De toutes ces observations, il ressort que la chose la plus importante à surveiller est la décélération à long terme de l’inflation de base. En effet, il paraît difficile de se fier à l’évolution des bénéfices ou des liquidités. L’appétit des investisseurs pour le risque est très faible, mais on ne peut pas encore parler de capitulation et le niveau des corrections sur les marchés actions indique que la situation ne devrait pas trop empirer. En fin de compte, la seule transaction qui importe concerne l’inflation. Elle devrait atteindre son creux lorsque les taux grimperont excessivement, un moment qu’il est très difficile d’anticiper avec exactitude.
Concrètement, quel est le sens de ces analyses ? Faut-il attendre que le vent tourne et, entretemps, ignorer les actifs risqués ? Ce n’est pas tout à fait le cas. Chaque crise étant porteuse d’opportunités, il convient d’examiner les actifs les plus durement touchés.
• La Chine pourrait être un joker en 2023, car son économie continue de participer largement à la croissance mondiale. Or, les investisseurs étrangers ayant capitulé, ce marché est très faiblement valorisé, affichant un ratio cours/bénéfice de seulement 11. Cependant, investir en Chine exige d’être très sélectif et de se concentrer sur les entreprises qui disposent de fondamentaux solides. Même si les défis persistent (bien que les présidents Xi Jinping et Jo Biden tentent d’améliorer leurs relations, la question de Taïwan demeure), ce marché recèle un potentiel de surperformance.

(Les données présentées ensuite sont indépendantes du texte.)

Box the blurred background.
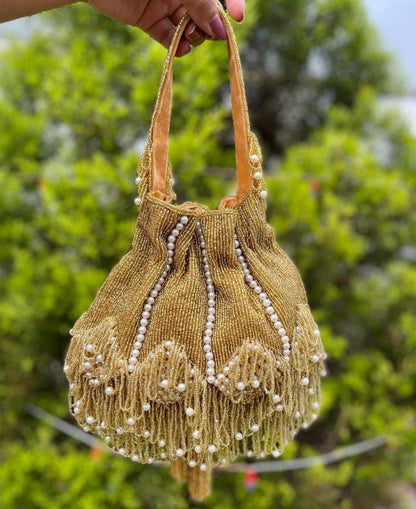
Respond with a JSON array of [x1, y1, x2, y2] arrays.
[[0, 1, 415, 507]]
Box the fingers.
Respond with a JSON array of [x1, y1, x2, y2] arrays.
[[169, 6, 208, 47], [182, 0, 227, 40], [225, 0, 245, 22], [143, 16, 191, 56]]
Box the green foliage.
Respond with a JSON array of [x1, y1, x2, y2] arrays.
[[244, 0, 394, 153], [1, 1, 415, 508]]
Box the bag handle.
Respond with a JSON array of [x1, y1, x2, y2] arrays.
[[148, 6, 254, 202]]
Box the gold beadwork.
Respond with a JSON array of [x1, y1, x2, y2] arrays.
[[63, 6, 327, 503]]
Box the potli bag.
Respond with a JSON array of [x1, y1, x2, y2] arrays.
[[63, 7, 327, 502]]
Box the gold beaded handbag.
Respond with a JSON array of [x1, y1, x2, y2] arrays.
[[63, 7, 327, 502]]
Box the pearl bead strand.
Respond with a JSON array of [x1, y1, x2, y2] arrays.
[[234, 232, 291, 361], [126, 215, 189, 373], [195, 221, 217, 384]]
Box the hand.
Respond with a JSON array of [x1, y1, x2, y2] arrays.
[[86, 0, 245, 56]]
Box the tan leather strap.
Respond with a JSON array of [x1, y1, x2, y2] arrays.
[[149, 6, 252, 201]]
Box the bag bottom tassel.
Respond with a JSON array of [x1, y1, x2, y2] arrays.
[[171, 458, 212, 502]]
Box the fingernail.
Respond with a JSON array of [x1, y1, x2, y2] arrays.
[[209, 14, 228, 40], [237, 14, 245, 24], [185, 22, 197, 37]]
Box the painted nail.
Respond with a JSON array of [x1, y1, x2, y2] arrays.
[[209, 15, 228, 40]]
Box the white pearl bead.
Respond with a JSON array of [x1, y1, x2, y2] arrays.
[[172, 228, 179, 236], [132, 454, 139, 461], [134, 197, 141, 205], [180, 216, 189, 224], [160, 379, 169, 388], [133, 342, 142, 349], [143, 430, 150, 438], [116, 427, 124, 434], [253, 171, 262, 180], [251, 424, 259, 432], [205, 352, 213, 360], [132, 349, 140, 357], [272, 394, 281, 403], [262, 299, 271, 307], [276, 404, 283, 412], [208, 444, 216, 453], [129, 357, 137, 365], [260, 190, 267, 198], [278, 328, 286, 336], [167, 242, 175, 250], [83, 361, 92, 369], [127, 417, 135, 426], [85, 344, 94, 352], [150, 290, 158, 298], [206, 367, 215, 376], [86, 416, 95, 424], [160, 452, 166, 459], [245, 274, 254, 282], [200, 463, 207, 471], [282, 336, 289, 344], [128, 365, 134, 372], [138, 326, 147, 334], [312, 355, 320, 363], [249, 280, 257, 288], [207, 360, 215, 368], [235, 432, 243, 440], [140, 318, 148, 326], [176, 223, 184, 230], [270, 314, 278, 323], [207, 376, 216, 384], [73, 407, 80, 414], [189, 460, 196, 468], [177, 383, 186, 392], [147, 457, 154, 463], [314, 329, 320, 336], [159, 439, 165, 447], [203, 337, 211, 344], [135, 176, 142, 185], [250, 154, 259, 163], [203, 344, 211, 353], [192, 430, 200, 438], [312, 402, 320, 410], [295, 411, 301, 418], [236, 382, 245, 390], [266, 306, 274, 315], [301, 377, 309, 386], [284, 355, 290, 362], [194, 445, 202, 453], [63, 364, 69, 372], [168, 235, 176, 243], [185, 407, 195, 416], [142, 403, 150, 411], [252, 379, 260, 388], [118, 448, 125, 455], [272, 449, 281, 458]]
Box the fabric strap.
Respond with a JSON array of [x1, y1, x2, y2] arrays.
[[149, 6, 252, 201]]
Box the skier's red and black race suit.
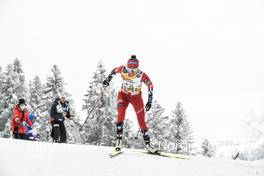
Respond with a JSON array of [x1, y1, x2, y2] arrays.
[[109, 65, 153, 131]]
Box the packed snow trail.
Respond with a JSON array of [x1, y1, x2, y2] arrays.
[[0, 138, 263, 176]]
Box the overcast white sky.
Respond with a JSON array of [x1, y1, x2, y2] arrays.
[[1, 0, 264, 142]]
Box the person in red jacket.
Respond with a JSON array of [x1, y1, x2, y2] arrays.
[[11, 99, 32, 140], [103, 55, 157, 153]]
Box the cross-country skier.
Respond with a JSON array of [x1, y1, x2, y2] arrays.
[[103, 55, 157, 153], [11, 99, 32, 140]]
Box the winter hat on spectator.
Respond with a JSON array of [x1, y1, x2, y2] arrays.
[[18, 99, 26, 105]]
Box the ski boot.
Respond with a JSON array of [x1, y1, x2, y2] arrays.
[[142, 129, 160, 154], [115, 123, 123, 151]]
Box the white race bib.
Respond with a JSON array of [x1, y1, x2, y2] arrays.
[[121, 70, 143, 95]]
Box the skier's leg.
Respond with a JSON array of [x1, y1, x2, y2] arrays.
[[116, 91, 129, 124], [115, 91, 129, 150], [141, 128, 158, 153], [59, 123, 67, 143], [130, 94, 148, 131], [115, 122, 123, 151], [130, 94, 158, 153]]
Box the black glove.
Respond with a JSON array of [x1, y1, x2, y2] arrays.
[[102, 79, 110, 87], [145, 101, 152, 112]]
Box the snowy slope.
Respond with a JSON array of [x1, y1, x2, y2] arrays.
[[0, 138, 263, 176]]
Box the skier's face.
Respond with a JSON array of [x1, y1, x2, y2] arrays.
[[127, 67, 138, 76]]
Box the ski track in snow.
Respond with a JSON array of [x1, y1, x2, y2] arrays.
[[0, 138, 263, 176]]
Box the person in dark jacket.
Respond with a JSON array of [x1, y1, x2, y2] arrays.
[[50, 95, 71, 143]]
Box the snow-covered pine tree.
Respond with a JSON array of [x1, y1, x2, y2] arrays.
[[28, 76, 49, 140], [28, 76, 44, 115], [82, 61, 116, 146], [168, 102, 193, 154], [44, 65, 65, 97], [12, 59, 28, 98], [146, 100, 169, 151], [64, 99, 82, 144], [245, 112, 264, 141], [201, 139, 215, 157], [0, 66, 3, 92], [0, 66, 4, 111], [0, 66, 5, 134], [122, 119, 135, 148], [242, 112, 264, 160], [0, 59, 27, 133]]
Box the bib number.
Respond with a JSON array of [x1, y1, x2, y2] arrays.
[[123, 82, 140, 94]]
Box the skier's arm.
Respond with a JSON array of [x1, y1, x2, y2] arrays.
[[103, 65, 123, 86], [142, 73, 153, 111]]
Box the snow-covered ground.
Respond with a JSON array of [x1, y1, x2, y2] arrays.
[[0, 138, 263, 176]]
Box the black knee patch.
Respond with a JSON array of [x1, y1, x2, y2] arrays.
[[116, 122, 123, 136]]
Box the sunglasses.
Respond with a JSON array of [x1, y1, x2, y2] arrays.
[[127, 67, 138, 73]]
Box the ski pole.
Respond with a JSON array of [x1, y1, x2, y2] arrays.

• Le reste de l’Asie offre également de multiples opportunités. À elle seule, l’Inde est une locomotive pour l’économie mondiale puisqu’elle devrait représenter 15 % de son PIB d’ici 2050 (20 % pour la Chine). Dans l’ensemble, la région se négocie à 13x les bénéfices, contre 17x pour les Etats-Unis dont la croissance attendue est plus faible. Jusqu’en 2050, des pays tels que le Vietnam et les Philippines devraient connaître une croissance annuelle supérieure à 4% et, de manière générale, la région bénéficiera de la croissance chinoise ainsi que de la démondialisation, notamment de la relocalisation des capitaux des entreprises. Ainsi Apple transfère une partie de sa production de la Chine vers l’Inde, et 40 % de la production d’Adidas se fait déjà au Vietnam. Par ailleurs, dans cette région, les politiques de financement public et des banques centrales sont stables et orthodoxes et un certain nombre de pays ont géré l’inflation de manière proactive.
• Sur le plan sectoriel, il existe des opportunités dans l’immobilier. Dans l’environnement actuel de hausse des taux et de détérioration de l’économie, l’immobilier coté a été plus volatil qu’à son habitude. Son réajustement n’a démarré qu’au second semestre, mais la décote moyenne des titres immobiliers cotés par rapport à leur valeur nette d’inventaire est de 50%. Cela implique une révision de 30% des prix des actifs sous-jacents et représente une hausse de 1,6% du rendement de l’immobilier. Si le marché a raison, les bilans devront être rééquilibrés au travers de réductions des dividendes, de ventes forcées ou encore de ventes de certains droits.
Un certain nombre d’acteurs très endettés s’y refusent encore, mais d’autres, tels que Castellum, TAG Immo et Unibail, agissent déjà dans ce sens. Mais on observe également un certain nombre de transactions qui répondent à des stratégies de croissance (WDP, Montea), ce qui est un facteur positif. Contrairement au marché, nous estimons que l’immobilier coté a déjà réalisé l’essentiel de sa baisse et qu’il est proche de la phase de capitulation. Les nouveaux entrants attendront qu’elle se produise avant de réinvestir sur ce marché.